Naagzilla filming moves to Delhi as Kartik Aaryan performs intense stunts near India Gate

Delhi is currently a soup of particulate matter and humidity. It’s the kind of air that makes your lungs feel like they’ve been lined with sandpaper. But that hasn’t stopped the production of Naagzilla from grinding Rajpath to a halt. Kartik Aaryan is currently dangling from a series of carbon-fiber wires near India Gate, looking like a man who is very much aware that his career now depends on his ability to look terrified of a green-screen tennis ball.

The spectacle is a predictable mess. Hundreds of onlookers are shoved behind rusted police barricades, their phones held high, hoping for a blurry shot of the star. Traffic is backed up all the way to Janpath. The cost of this little field trip? Sources say the production is burning through roughly ₹2.5 crore a day just to manage the logistics of shutting down one of the most sensitive security zones in the country. That doesn’t include the insurance premiums for the "intense stunts" Aaryan is reportedly performing.

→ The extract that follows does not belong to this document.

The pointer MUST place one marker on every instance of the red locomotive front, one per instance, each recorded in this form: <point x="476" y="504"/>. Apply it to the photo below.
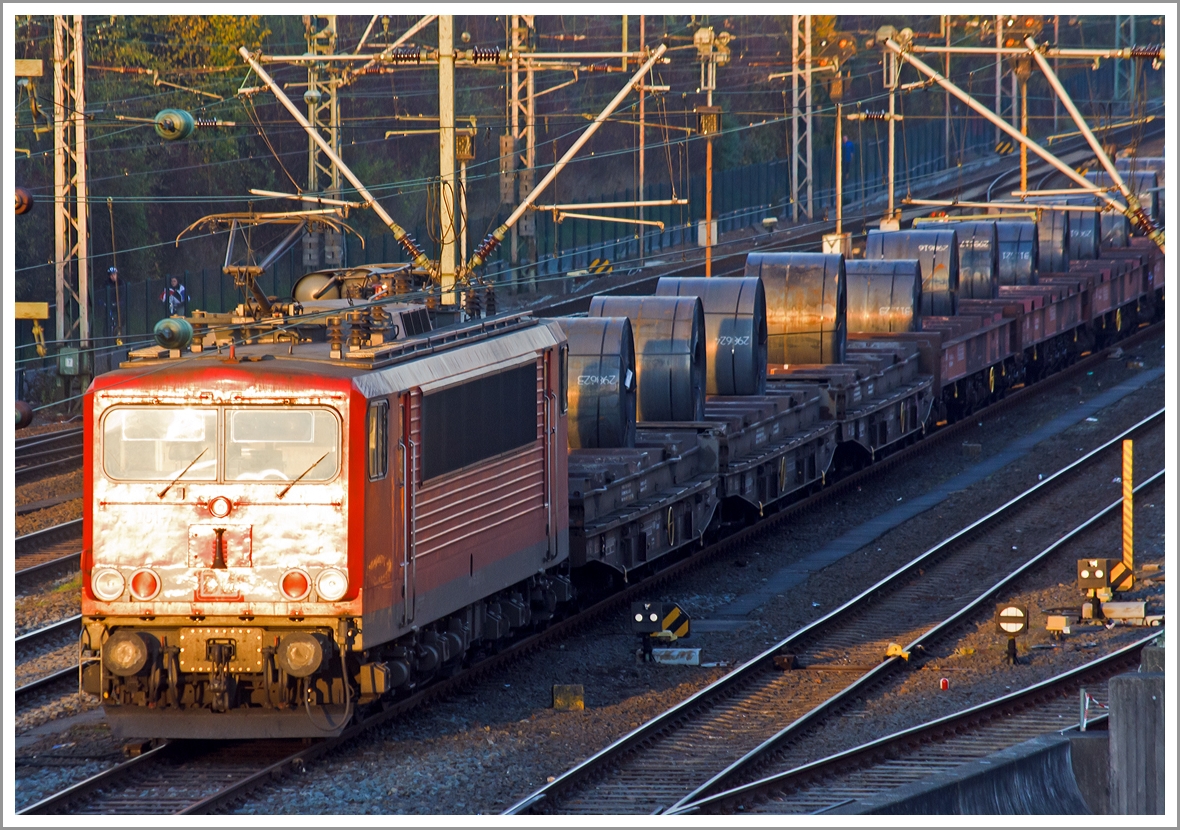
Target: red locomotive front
<point x="275" y="538"/>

In reality, these stunts aren't exactly Tom Cruise jumping out of a plane. It’s mostly Aaryan sprinting across a temporary rig, dodging imaginary debris that will be added three months from now by an overworked VFX house in Hyderabad. The tech on display is impressive, if you’re into that sort of thing. They’re using a fleet of heavy-lift drones equipped with Arri Alexa 35s to capture the scale of the monument. It’s high-fidelity cinema meant to be consumed on a six-inch smartphone screen while someone ignores their commute.

The cynicism of the "Monster-Verse" pivot in Indian cinema isn’t a secret. It’s a survival tactic. When the mid-budget drama died, it left a void that only giant reptiles and snake-human hybrids could fill. Naagzilla is the logical conclusion of a decade of algorithmic data points telling producers that people like snakes, people like Godzilla, and people really like Kartik Aaryan’s hair.

But there’s a friction here that the PR team won’t mention. To get these shots, the production had to agree to a bizarre set of constraints from the Archaeological Survey of India. No vibrations above a certain decibel. No permanent fixtures. No high-intensity lights pointed directly at the stone for more than ten minutes. It’s a delicate dance between preserving a national monument and blowing it up digitally for a three-star review.

Aaryan himself looks tired. Between takes, he’s surrounded by a phalanx of assistants holding umbrellas and portable air purifiers. He’s the face of a new kind of stardom—one that requires less acting and more physical endurance against the elements and the sheer absurdity of the material. He’s jumping over crates, sliding across the pavement, and pretending the Delhi heat isn't melting his makeup. It’s a grind. A high-stakes, high-budget grind that feels increasingly disconnected from anything resembling a story.

The tech stack behind this is meant to bridge that gap. They’re using real-time spatial mapping to ensure the CGI snake—presumably the "Naag" part of the title—wraps around India Gate with mathematical precision. It’s expensive. It’s loud. It’s disruptive. And yet, the end result is almost always a blur of pixels that look the same whether they’re shot in Delhi or a parking lot in Burbank.

The local shopkeepers aren't thrilled. The ice cream vendors who usually swarm the area have been pushed back three blocks, losing their prime sunset real estate for the sake of a "Pan-India" blockbuster. One vendor told me he doesn't care about the snake-monster; he just wants the road open so he can sell a Chocobar. It’s a fair point. We sacrifice public spaces for the content industrial complex, and we don’t even get a decent script out of it.

By the time the sun dips behind the canopy, the crew is packing up. The wires are coming down. Aaryan disappears into a tinted SUV, whisked away to a five-star hotel where the air is filtered and the reality of Naagzilla can be ignored for a few hours. The rest of the city is left with the leftover smog and a slightly longer commute home.

The shoot moves to the narrow lanes of Old Delhi tomorrow. More drones. More wires. More "intense" pretending. We’ve reached a point where the production of the spectacle is more interesting than the spectacle itself. We watch the behind-the-scenes clips on Instagram, admire the hustle, and then complain about the ticket prices.

Is a giant snake wrapped around a war memorial worth a four-hour traffic jam? Maybe ask the guy who spent his entire afternoon staring at a green stick.